I am pretty proud of my elevator pitch. It took me a long time to develop it and I have practiced it well. I am especially proud of the fact that I don’t specifically label myself. I don’t explicitly state that I am a Landscape Photographer, nor do I cross that line by saying I’m a Professional (or even a Semi-Professional) Photographer. Titles such as these are irrelevant and misleading.
True professionals – those that make their living exclusively with photography – have titles. This is a branding issue for them. Annie Leibovitz is a portrait photographer. That’s what she’s known for, that’s why you would hire her. You would not hire Leibovitz to photograph the new sky scraper down town. I’m sure she’d do a lovely job, but that’s not her expertise and it’s not her brand. In the professional world, titles make a difference. But I feel it’s safe to assume that if you are a professional, you stumbled here by accident – because this article is not targeted at you. For the rest of us, we are hobbyists. Photography is secondary to our primary income – we may not even make any money off of our work. And for us, titles don’t matter.
The truth is that we – as hobbyists – don’t restrict ourselves.
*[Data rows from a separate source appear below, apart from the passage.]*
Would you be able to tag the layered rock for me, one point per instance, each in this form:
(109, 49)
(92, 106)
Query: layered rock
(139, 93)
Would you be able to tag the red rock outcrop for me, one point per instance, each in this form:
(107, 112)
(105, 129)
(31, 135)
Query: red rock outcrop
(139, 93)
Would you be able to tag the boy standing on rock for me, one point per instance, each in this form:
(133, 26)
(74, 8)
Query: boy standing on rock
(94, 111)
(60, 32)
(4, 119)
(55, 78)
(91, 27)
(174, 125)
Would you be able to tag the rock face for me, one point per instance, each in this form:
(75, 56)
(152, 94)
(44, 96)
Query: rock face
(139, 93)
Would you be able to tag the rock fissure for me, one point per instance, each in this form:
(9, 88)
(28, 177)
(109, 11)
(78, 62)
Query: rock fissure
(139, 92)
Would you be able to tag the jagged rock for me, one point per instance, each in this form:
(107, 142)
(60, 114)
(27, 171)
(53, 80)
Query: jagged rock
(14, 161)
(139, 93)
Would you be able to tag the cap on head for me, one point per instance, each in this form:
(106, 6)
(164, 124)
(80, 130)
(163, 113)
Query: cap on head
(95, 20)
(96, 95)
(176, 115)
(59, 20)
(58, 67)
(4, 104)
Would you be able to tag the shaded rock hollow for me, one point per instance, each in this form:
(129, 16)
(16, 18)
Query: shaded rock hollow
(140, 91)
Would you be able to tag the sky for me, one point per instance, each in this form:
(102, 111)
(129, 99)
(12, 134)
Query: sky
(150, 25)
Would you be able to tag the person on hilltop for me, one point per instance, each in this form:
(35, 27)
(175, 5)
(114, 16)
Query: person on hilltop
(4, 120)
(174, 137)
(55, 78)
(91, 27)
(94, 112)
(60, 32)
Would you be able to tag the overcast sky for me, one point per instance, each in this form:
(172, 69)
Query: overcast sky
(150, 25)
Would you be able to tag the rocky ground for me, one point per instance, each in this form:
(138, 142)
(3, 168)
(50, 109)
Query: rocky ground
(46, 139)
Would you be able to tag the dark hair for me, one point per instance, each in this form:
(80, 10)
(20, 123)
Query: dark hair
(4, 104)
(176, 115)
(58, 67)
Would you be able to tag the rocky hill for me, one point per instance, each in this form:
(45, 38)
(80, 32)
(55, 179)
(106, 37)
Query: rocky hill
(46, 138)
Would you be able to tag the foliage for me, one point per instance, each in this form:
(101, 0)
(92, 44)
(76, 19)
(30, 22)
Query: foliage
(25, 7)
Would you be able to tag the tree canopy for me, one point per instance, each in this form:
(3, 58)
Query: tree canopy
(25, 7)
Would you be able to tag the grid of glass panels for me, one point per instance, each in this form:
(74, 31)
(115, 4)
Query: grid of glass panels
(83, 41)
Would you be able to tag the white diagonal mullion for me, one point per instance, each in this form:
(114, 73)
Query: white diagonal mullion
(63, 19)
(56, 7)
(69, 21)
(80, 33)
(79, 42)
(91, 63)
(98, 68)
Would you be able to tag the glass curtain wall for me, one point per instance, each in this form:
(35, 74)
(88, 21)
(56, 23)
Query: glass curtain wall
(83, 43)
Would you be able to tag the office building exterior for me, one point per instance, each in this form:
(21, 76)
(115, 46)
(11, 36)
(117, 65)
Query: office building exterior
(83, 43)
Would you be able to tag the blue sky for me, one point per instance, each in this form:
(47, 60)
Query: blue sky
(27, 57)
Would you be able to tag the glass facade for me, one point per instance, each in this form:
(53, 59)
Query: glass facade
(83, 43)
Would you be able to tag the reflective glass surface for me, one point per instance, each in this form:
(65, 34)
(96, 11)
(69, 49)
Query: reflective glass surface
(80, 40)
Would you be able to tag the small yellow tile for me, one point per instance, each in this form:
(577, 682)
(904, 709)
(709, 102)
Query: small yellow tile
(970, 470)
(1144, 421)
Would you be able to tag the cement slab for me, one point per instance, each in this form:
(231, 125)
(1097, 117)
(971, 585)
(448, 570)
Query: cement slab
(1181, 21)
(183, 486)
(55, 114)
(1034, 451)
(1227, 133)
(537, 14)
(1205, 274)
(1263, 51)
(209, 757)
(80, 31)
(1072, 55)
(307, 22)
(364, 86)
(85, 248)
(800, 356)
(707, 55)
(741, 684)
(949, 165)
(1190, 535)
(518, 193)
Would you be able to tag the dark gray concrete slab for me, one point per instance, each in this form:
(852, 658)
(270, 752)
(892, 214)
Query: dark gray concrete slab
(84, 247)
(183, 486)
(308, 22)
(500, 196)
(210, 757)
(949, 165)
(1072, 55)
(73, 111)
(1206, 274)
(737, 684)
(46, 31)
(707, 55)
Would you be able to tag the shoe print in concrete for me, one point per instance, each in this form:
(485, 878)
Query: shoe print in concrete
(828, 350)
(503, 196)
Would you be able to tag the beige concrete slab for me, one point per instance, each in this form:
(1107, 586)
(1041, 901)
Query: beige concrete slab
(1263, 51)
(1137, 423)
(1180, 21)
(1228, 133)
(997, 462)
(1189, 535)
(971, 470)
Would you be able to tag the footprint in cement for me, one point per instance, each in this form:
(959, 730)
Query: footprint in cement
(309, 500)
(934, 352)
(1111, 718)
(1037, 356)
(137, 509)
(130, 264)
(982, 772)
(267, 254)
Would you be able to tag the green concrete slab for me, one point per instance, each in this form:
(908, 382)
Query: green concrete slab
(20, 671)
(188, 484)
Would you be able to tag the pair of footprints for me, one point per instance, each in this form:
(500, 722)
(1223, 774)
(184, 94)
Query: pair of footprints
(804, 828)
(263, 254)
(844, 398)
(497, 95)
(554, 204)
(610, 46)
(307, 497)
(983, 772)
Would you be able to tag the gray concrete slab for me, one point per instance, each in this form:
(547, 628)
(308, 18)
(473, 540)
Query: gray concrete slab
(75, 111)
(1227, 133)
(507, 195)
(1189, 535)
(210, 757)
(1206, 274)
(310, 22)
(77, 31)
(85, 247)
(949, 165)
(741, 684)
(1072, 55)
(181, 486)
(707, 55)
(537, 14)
We are exploring the world of photography as a whole. And while we may latch on to one thing or the other, there is much to be gained by experimenting in areas outside our comfort zone. We are not specialists like Leibovitz. As such, it would be unfair to label ourselves in such a specific manner. We are not to be pigeonholed. We are photographers – and that’s as specific as we need to get.
So think long and hard about what you do as a photographer. And think about how you present yourself. Are you restricting yourself too much with the titles that you might throw around? Are you possibly missing great opportunities with such labels? Perhaps it’s time to take a broader approach. Discuss your interests like I have in my elevator pitch. But don’t pin yourself to one specific genre.
Greetings. I am Travis North, and I take my camera everywhere. I’ll shoot whatever seems appealing and no challenge is too small. But don’t ask me to narrow my horizons any further than that.